While the goal of consultative selling is to get the customer’s buy-in, the goal of the consultative dialogue is to get a formal opportunity to propose to the customer. When we say ‘formal opportunity’, we mean that the customer is having full interest, is looking forward to our proposal and is ready to invite the relevant stakeholders to the meeting. This is not the usual laissez-faire attitude of ‘send us your proposal for us to have a look.
Consultative Dialogue is a systematic way of engaging customers in normal conversations and when the opportunity arises, he/she is swift to guide the dialogue towards a subject that can help create the opportunity to share a formal proposal. Most skillful salespersons could strike up a consultative dialogue while having informal lunches with customers or in a cocktail party. Some could engage in a consultative dialogue during the review of a previous project or even at the end of any meetings with customers.
We think most of us have that experience where after a business review with a customer, some casual chit-chat takes place and before we know it, both parties are talking about how the customer could use our service again in another situation. In other words, we could have engaged ourselves in consultative dialogues without us being aware. Isn’t it good if we can replicate our success at other meetings or lunches too?

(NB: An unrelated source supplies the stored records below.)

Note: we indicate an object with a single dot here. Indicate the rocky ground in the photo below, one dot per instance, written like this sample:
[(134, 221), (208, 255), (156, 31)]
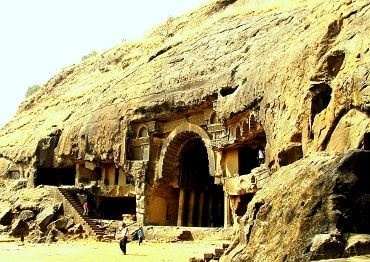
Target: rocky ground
[(87, 250)]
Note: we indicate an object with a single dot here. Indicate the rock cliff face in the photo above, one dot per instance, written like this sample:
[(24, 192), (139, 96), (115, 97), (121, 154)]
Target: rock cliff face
[(301, 67)]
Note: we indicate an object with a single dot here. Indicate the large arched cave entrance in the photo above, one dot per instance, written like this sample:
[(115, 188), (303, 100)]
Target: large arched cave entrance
[(187, 195)]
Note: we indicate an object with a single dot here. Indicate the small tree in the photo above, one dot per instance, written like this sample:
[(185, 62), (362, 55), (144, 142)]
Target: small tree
[(32, 89)]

Consultative Dialogue is a systematic 8-step process comprises many skills and techniques. It will be too long to be completed and too technical for this article and we have chosen to emphasize a few tips that all of us could find useful and could apply easily in our next dialogue.
Tip #1: Business cycles
To engage in interesting subjects with a customer, we must first understand the customer’s business cycles. What are the common business cycles a customer is going through now or soon? Is it budgeting or staff resignation? Is it quarterly review or chasing quarter numbers? When we talk about the subjects that the customer is going through, we get more of his/her attention.

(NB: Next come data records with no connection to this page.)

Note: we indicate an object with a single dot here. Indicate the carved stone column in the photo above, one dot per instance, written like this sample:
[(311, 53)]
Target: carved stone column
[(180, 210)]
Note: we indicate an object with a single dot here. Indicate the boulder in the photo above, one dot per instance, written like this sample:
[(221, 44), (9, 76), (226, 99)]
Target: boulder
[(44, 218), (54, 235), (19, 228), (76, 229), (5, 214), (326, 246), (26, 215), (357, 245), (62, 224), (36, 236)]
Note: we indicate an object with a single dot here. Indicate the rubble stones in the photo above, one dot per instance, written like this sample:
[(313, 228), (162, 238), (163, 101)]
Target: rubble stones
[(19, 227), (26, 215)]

Tip #2: To be interested, first be interesting
Once we have the right subject, learn about the customer’s situation with genuine interest instead of with an intention to sell. Remember: to be interesting, first be interested. If we are not having an interest in the customer’s situation, why should he or she be interested in our services?
Tip #3: Don’t find the right lock for the right key.
Many a time, salespersons listen with the intention of selling their solutions. If we do that at the early stage of a dialogue, we probably will miss out a lot of opportunities because we only could hear what we want to hear. When we do that, it is like we have a key and we try to find a lock that it can open! If we are truly customer-centric and solution-centric; we would want to know what problems the customer is facing and what solutions the customer is seeking. Then we can review their situation with our available solutions and provide a connection.
Tip #4: Killer questions
Asking questions is a powerful way to influence customers. But there is one type of question that is more powerful than the rest and when this question is ask; it will hit the customer’s prime concern or need directly and motivate them to open up to us for solutions. These questions are killer questions.
Killer questions touch on the customer’s prime concern or need which they want to solve urgently or passionately. Killer questions are very contextual and because of that, the questions differ from customer to customer and from industry to industry. In training, one of the common customers’ frustrations is that customers are unable to measure the investment return on training. A sample killer question will be “if we have a methodology that can quantify the investment return for all your trainings; can I say you truly want this problem to be solved once and for all?”
We hope the tips will help you create more opportunities in coming dialogues. It’s the year-end and 2017 is just around the corner. What cycle will your customers be in by then? What are their primary concerns and do you have your killer questions ready?